The evidence hierarchy catches you after you’ve already written the wrong thing. Concrete example: I recently migrated 24 tool functions in l3m to a new capability-based API. I didn’t consult the manifests first. I just wrote the code, ran lake build, and the kernel caught every bypass — functions that still used the old unconstrained paths, derivations whose sorry-deps pointed at stray theorems that no longer existed. The build did the work. The manifests were tripwires, not blueprints.
This is fine for verification. It’s not fine for design. The manifests say “confineIO rejects symlink escapes” and “ProcessCap.runTame only spawns TameCommands” — but when you’re sitting in Tools/Lake.lean adding a --json flag, you don’t naturally think “let me go read the manifest for this function first.” You grep for the function, read the code, make the change, and find out at build time whether you violated anything.
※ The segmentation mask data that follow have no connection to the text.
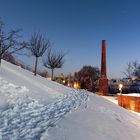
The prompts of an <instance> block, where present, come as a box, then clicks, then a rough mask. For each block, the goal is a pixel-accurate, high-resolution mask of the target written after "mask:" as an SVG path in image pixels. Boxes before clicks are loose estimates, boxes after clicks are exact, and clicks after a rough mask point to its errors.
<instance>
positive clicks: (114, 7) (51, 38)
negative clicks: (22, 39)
mask: <svg viewBox="0 0 140 140" xmlns="http://www.w3.org/2000/svg"><path fill="white" fill-rule="evenodd" d="M139 7H140V1H139V0H0V17H1V19H2V20H3V21H4V22H5V24H6V27H8V28H13V27H20V28H22V29H23V31H22V35H23V38H24V39H25V40H26V39H28V38H29V37H30V36H31V34H32V33H33V31H34V30H40V32H41V33H43V34H45V35H46V37H47V38H48V39H49V40H50V41H51V42H52V46H53V48H54V49H55V50H57V51H59V50H63V51H65V52H68V53H67V55H66V57H65V65H64V67H63V68H62V69H61V70H59V71H58V70H56V71H55V73H60V72H64V73H65V74H68V73H73V72H75V71H78V70H79V69H80V68H81V67H82V66H83V65H92V66H98V67H99V68H100V61H101V41H102V40H103V39H105V40H106V44H107V71H108V77H109V78H119V77H123V76H124V75H123V73H122V72H123V71H124V69H125V67H126V64H127V63H128V62H130V61H133V60H140V8H139ZM24 61H26V62H28V63H29V62H30V63H31V64H33V61H32V59H31V58H28V59H27V58H25V60H24ZM41 61H42V60H40V62H41Z"/></svg>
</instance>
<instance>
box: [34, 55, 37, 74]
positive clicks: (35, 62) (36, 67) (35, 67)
mask: <svg viewBox="0 0 140 140" xmlns="http://www.w3.org/2000/svg"><path fill="white" fill-rule="evenodd" d="M37 62H38V57H36V60H35V72H34V75H35V76H36V73H37Z"/></svg>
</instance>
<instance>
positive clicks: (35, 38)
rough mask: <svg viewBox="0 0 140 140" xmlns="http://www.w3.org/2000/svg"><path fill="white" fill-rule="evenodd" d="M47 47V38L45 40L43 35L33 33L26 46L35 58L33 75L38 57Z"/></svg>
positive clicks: (42, 54) (48, 43) (46, 49)
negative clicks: (34, 66) (27, 44)
mask: <svg viewBox="0 0 140 140" xmlns="http://www.w3.org/2000/svg"><path fill="white" fill-rule="evenodd" d="M49 47H50V42H49V40H46V39H45V38H44V37H43V35H41V34H39V33H34V34H33V35H32V37H31V40H30V41H29V45H28V48H29V50H30V51H31V53H32V55H33V56H34V57H35V58H36V60H35V71H34V75H36V73H37V64H38V58H39V57H41V56H42V55H43V54H44V53H45V51H46V50H47V49H48V48H49Z"/></svg>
The discoverability problem is structural: theorems are organized by concept (all path-confinement theorems together, all MemFS theorems together), not by function. If you’re modifying FsCap.writeFile, you’d need to know that confine_within_root and confine_rejects_dotdot and confineIO_rejects_symlink_escape all apply to it. Nothing in the code points you there.
We’re trying a fix: a @[theorems] attribute that tags each function with its relevant theorems, plus a generated index that maps functions to their theorem obligations. The index currently covers 23 functions and 25 theorems. You can look up L3m.confineIO and immediately see the three theorems that constrain it.
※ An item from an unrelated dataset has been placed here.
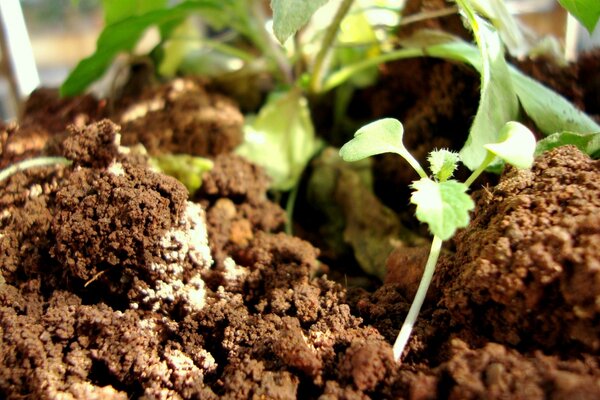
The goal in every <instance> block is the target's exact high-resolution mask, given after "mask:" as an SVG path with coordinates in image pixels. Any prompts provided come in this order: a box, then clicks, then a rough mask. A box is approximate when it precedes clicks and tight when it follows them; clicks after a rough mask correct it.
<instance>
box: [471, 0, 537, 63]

Will this change behavior? Honestly, I don’t know. It provides better infrastructure for consultation — but whether a developer (or an LLM agent) actually consults before modifying is a workflow question, not a tooling question. The build will still catch you either way. The hope is that the index makes it cheap enough to check first that people actually do it. We’ll see.
What’s next
The Lean Manifests work covers the C++ standard library. lean4.ai has the public artifacts: a headerized version of CSLib (239 files, 220+ theorems in the manifests), interval arithmetic, happens-before memory models. Lean Manifests is the underlying machinery in each.
Related: l3m — a verified coding agent built on the manifest macros. Each tool carries a manifest; each manifest bottoms out in named axioms about the environment; the trust report is a build artifact. Work in progress.